Mike Brown and James Winberg, the hardworking co-owners of Travail Kitchen & Amusements, have known each other less than two years, and yet they work together as if they're lifelong pals; at least their adventurous cooking tastes that way.
The collaborative aura that blossomed during their brief but shining tenure at the nearby Victory 44 has been kicked up several notches. All staffers in this downtown Robbinsdale hot spot both cook and serve, and everyone contributes to developing the constantly changing menu. Dining here is a blast.
Contemporary bells and whistles are the name of the game, with flavors and textures manipulated through a playful parade of powders, foams, gelatins, tapioca pearls and scents, then packaged into 15 or so options that range from small plates to meal-sized entrees. How Brown and Winberg keep this entertaining circus afloat while charging Panera prices is a mystery, but hey, I'm not complaining.
Here's what keeps this particular brand of conceptual cooking from veering into silliness or irrelevance: It tastes good. Great, even. Witness the successful iterations of deconstructed (and beautifully re-constructed) dishes. One, labeled "chicken pot pie," pulled apart the classic formula's primary elements, glossed them over like Angelina Jolie walking the red carpet and then meticulously reassembled them into glamorous fall comfort food.
Never heard of gorlami?

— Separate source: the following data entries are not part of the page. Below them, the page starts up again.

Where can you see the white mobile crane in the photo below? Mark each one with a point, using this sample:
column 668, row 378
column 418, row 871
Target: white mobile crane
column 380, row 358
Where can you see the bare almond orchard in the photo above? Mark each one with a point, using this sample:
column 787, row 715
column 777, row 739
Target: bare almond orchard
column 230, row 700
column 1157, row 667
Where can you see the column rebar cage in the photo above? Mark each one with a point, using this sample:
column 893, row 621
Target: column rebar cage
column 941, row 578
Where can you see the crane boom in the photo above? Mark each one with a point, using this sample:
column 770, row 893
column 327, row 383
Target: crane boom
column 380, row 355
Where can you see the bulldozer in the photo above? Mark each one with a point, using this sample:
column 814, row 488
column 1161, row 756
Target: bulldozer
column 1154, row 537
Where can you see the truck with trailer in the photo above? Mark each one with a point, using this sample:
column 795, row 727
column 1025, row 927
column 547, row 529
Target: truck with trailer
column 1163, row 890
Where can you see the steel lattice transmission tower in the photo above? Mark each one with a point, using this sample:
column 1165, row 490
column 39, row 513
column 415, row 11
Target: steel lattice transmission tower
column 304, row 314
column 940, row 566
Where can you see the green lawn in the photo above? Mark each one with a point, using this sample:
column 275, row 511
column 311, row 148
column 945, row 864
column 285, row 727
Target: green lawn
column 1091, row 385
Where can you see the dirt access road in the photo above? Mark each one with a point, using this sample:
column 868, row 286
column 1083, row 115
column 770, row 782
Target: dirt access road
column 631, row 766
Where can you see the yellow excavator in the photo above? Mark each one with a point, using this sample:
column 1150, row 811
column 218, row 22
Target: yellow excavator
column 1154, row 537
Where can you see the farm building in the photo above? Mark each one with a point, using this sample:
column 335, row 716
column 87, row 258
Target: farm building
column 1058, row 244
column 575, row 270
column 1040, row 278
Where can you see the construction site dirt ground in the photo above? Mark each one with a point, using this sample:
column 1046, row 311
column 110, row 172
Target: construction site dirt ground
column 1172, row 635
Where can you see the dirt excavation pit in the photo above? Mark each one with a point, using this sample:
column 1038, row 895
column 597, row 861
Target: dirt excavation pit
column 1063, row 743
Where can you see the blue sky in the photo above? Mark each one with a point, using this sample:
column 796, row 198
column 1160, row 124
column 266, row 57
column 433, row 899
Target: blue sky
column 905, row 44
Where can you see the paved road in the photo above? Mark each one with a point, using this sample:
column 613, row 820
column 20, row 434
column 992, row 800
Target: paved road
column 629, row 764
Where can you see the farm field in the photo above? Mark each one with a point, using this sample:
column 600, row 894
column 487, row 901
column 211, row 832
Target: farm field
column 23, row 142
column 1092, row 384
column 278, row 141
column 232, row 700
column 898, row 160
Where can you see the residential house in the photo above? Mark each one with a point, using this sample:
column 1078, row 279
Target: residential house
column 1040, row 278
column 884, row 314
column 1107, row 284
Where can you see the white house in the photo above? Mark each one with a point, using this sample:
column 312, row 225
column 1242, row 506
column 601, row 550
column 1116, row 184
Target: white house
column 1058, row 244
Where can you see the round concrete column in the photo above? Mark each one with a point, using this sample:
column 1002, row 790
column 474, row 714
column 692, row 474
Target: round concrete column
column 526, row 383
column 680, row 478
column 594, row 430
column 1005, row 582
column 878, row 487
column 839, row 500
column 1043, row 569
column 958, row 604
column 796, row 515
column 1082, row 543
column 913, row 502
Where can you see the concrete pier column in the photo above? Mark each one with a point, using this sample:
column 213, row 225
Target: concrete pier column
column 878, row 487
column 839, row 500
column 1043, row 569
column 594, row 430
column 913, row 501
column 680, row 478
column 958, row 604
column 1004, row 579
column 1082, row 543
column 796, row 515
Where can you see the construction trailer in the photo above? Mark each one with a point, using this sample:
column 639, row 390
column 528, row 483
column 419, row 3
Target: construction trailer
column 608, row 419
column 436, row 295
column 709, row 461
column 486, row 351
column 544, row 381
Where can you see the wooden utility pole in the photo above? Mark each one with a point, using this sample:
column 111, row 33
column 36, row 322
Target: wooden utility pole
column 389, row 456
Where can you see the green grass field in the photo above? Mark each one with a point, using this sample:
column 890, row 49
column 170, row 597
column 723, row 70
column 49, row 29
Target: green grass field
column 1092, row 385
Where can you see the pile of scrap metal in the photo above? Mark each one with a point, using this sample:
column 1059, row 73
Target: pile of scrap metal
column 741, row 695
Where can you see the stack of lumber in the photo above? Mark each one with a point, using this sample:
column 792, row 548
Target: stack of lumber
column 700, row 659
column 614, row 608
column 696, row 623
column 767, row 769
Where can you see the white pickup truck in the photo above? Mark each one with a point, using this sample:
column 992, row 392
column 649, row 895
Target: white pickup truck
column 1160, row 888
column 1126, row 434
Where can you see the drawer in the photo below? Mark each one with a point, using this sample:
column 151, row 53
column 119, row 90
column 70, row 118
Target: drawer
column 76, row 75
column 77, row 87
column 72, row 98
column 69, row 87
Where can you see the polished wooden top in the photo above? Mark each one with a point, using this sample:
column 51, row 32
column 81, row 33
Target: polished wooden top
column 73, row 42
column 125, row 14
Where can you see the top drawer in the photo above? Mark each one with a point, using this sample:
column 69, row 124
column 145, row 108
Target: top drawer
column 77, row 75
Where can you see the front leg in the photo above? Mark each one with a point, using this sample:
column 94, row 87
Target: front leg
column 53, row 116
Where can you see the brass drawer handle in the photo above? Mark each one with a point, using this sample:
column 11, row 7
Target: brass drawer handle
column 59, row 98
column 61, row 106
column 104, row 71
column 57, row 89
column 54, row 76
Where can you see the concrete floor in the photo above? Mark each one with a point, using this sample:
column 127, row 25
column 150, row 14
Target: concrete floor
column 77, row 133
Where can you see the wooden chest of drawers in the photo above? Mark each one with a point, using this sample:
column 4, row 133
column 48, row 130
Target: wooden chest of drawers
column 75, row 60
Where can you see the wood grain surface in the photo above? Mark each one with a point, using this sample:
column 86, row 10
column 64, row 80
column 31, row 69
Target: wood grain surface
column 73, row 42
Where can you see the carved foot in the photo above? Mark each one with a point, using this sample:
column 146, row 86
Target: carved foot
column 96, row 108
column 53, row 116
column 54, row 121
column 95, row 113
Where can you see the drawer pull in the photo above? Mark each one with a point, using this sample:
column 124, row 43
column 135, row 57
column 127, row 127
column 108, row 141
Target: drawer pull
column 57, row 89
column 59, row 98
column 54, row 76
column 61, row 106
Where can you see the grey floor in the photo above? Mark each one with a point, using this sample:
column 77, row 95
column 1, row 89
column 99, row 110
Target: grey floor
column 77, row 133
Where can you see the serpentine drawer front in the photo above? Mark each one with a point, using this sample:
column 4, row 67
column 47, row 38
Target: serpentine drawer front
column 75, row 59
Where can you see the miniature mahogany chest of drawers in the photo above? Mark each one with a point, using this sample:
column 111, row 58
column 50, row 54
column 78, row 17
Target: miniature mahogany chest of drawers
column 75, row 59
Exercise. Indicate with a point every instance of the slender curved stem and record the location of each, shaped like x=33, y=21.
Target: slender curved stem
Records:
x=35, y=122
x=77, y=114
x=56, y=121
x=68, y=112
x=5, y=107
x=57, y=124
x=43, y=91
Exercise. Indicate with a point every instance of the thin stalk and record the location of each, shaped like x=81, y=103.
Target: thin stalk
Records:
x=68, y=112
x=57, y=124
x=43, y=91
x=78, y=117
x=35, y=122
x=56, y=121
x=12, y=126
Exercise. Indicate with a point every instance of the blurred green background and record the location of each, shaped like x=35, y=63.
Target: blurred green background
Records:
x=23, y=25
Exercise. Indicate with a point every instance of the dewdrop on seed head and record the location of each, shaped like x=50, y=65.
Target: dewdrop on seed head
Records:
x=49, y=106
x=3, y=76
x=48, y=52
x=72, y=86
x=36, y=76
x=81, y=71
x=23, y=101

Me, either. Turns out it's a made-up name, inspired by a line from Quentin Tarantino's "Inglourious Basterds," but its fabulous flavors were entirely real: a tender, buttery pasta ribbon laid out on a slow-cooked sweet corn pudding and dressed with caramelized bits of zucchini and finished with a tangy goat's milk froth.
Rabbit was prepared four ways on a single plate -- the leg, confit-style, was fall-apart magnificent -- with the loin served with the animal's bones fanning out like a gravity-defying Calatrava bridge. Seared scallops were perfectly calibrated against a cauliflower purée and a delicately poached Asian pear.
A carefully prepared assortment of rillettes, pâtés and tartares is joined by such exoticisms as deep-fried pig trotter and rabbit mortadella. Another fat-is-fab example: the French fries. Turns out they're brushed in bacon fat the second they're yanked from the deep fryer, then tossed with herbs. They are ridiculously addictive.
Those in search of a bar basic won't be disappointed. The burger is terrific, juicy, brightly seasoned and lavishly dressed. The fried catfish sandwich was a revelation.